Macaque/SIV models remain the benchmark system for preliminary evaluation of new strategies for HIV vaccines, yet functional genomics tools have found little application in this area. In light of the outstanding challenges in determining good correlates of immunity for such vaccines, we proposed using global transcriptional expression profiling of whole blood as a characterization technique in these non-human primate (NHP) trials. We present the results from one such project in a vaccine trial that employed replicating adenovirus vectors encoding SIV immunogens, with or without protein boosts. Pre-challenge, we see expression features that distinguish the most protected from the other analyzed treatment groups. We also describe the evolution of the expression patterns from peak viremia to set point, where the expression profiles suggest quite different immunological states to the vaccinated animals despite very similar levels of viral control.

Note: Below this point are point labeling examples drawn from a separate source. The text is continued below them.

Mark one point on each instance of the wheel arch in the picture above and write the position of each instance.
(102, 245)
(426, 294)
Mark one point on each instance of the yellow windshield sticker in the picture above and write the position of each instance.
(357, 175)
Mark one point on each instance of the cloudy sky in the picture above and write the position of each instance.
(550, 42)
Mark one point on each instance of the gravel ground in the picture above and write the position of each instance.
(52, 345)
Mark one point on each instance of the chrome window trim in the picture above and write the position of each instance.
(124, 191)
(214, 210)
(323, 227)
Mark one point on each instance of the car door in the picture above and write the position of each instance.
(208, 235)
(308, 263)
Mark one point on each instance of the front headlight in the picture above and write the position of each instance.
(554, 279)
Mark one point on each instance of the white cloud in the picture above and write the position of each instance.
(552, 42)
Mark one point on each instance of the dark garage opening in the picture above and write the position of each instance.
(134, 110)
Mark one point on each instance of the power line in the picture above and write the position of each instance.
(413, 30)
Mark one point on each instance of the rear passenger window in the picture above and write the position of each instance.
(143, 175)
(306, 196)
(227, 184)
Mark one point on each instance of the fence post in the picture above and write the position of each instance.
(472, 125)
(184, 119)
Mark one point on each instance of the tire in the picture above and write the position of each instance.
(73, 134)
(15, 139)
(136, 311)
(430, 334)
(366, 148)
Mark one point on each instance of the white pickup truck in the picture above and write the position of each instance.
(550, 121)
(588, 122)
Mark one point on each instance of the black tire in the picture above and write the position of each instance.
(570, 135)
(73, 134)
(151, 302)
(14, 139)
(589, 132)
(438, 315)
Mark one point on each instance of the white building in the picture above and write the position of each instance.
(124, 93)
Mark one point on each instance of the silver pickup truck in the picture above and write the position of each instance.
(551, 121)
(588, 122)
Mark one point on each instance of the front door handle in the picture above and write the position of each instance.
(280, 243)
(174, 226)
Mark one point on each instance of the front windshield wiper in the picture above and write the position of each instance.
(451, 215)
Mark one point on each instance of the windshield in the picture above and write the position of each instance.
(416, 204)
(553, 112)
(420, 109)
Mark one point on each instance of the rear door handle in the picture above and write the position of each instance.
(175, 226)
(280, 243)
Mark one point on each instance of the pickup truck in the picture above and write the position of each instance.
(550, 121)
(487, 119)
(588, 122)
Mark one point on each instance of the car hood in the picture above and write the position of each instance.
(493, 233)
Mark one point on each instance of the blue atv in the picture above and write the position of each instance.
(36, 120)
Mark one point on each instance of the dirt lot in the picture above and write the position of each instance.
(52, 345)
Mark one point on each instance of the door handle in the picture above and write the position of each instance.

We have also applied gene expression profiling to explore differences following lentiviral infection in natural vs non-natural NHP hosts. African Green Monkeys infected with SIVagm.sab support very high levels of viral replication, but have no evident long-term pathology. Pig-tail macaques infected with this same virus are subject to chronic inflammation and AIDS-like immune exhaustion. Gene expression profiling reveals quite distinct kinetics and compartmentalization to the immune and inflammatory responses for the two species, indicating unexpected complexity in how the natural host establishes a commensal infection.